The film takes Zora and Tuesday on an unusual journey as Zora contends with her new powers as Death. The world, it seems, needs endings. Destruction and chaos await without death. Humans and animals can’t live on past their moments or immense suffering will follow. Zora has to reckon with what that means, not only for the world but for Tuesday. Pusic, who also wrote the film, allows Zora a full range of emotions and reactions, some of them truly bizarre. But who hasn’t said or done something out of character when faced with loss? Louis-Dreyfus embraces the surreal oddness of the film, but it’s Petticrew who really captivates the viewer’s heart. Her interactions with Death are the movie’s best scenes.

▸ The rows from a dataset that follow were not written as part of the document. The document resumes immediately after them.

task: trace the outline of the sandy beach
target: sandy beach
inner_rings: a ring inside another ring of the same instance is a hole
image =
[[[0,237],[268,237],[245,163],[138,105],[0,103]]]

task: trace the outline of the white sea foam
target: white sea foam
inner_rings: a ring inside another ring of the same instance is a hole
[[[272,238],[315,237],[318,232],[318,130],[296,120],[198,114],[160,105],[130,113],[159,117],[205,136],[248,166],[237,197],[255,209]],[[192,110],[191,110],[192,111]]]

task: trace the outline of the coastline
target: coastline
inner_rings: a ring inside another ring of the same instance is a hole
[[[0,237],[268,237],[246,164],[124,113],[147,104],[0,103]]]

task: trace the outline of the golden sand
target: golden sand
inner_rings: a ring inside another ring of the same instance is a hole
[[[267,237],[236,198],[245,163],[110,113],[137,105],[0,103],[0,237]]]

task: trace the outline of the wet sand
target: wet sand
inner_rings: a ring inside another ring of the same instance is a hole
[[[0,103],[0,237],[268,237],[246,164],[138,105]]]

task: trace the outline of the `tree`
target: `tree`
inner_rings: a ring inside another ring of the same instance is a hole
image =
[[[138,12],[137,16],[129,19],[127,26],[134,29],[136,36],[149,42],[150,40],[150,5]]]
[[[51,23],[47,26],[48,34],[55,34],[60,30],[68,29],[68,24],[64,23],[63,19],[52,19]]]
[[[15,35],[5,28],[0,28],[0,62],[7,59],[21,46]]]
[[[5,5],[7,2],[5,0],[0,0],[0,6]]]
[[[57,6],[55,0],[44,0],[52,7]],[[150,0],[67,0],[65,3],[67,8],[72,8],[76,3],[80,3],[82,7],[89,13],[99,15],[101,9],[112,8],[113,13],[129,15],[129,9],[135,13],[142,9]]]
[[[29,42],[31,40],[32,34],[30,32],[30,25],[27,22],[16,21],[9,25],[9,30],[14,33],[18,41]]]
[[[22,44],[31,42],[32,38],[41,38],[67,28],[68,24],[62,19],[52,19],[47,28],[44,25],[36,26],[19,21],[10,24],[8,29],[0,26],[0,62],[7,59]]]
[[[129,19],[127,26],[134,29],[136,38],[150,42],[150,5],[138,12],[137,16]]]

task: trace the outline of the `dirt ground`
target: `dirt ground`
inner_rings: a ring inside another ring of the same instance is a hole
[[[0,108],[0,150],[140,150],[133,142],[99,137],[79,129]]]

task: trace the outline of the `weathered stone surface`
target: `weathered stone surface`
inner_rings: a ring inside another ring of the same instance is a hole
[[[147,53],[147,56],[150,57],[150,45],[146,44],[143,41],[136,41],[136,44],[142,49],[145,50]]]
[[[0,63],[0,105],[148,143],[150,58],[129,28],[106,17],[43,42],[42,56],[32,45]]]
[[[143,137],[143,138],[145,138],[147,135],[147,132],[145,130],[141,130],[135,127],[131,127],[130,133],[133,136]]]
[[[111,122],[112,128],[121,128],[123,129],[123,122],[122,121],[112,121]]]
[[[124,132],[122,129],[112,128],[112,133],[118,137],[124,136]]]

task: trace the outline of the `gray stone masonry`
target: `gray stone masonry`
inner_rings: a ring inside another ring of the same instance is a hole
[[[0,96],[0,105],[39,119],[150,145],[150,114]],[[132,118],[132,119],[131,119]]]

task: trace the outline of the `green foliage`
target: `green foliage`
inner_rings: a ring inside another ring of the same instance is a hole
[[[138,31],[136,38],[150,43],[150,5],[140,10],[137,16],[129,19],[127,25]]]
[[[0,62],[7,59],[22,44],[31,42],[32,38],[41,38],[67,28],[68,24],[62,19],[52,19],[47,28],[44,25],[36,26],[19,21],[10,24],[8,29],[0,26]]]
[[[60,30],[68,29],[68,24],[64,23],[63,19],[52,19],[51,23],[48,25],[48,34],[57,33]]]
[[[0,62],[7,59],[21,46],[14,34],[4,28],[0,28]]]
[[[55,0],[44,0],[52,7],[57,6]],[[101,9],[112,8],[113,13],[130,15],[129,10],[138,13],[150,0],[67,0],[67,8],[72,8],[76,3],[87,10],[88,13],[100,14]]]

Tuesday, which has so far played the Telluride International Film Festival and London Film Festival prior to its 2024 release, has been billed as a fantasy drama. But for all its fantastical visuals and its elevated concept, it’s a distinctly grounded movie. It emanates with feeling. It’s clear that both Pusic and the actors, who also include Leah Harvey as one of Tuesday’s nurses, care about the characters. And because they do, the story resonates even more strongly, especially in its poignant and thoughtful ending.
Several recent films deal with grief, including Andrew Haigh’s All of Us Strangers. It’s a concept that’s deeply familiar to any moviegoer, whether it’s the loss of a parent, a child, or even a family pet. It’s fascinating to see the different ways filmmakers contend with the existence of loss and with the grief that accompanies it. Pusic offers a certain kind of catharsis by acknowledging that not only is death inevitable, but it’s necessary. It’s how we keep someone alive after they die that matters. Tuesday is a challenging watch at times, and it requires an acceptance of the strange world it inhabits, but it’s a deeply worthwhile experience.
Observer Reviews are regular assessments of new and noteworthy cinema.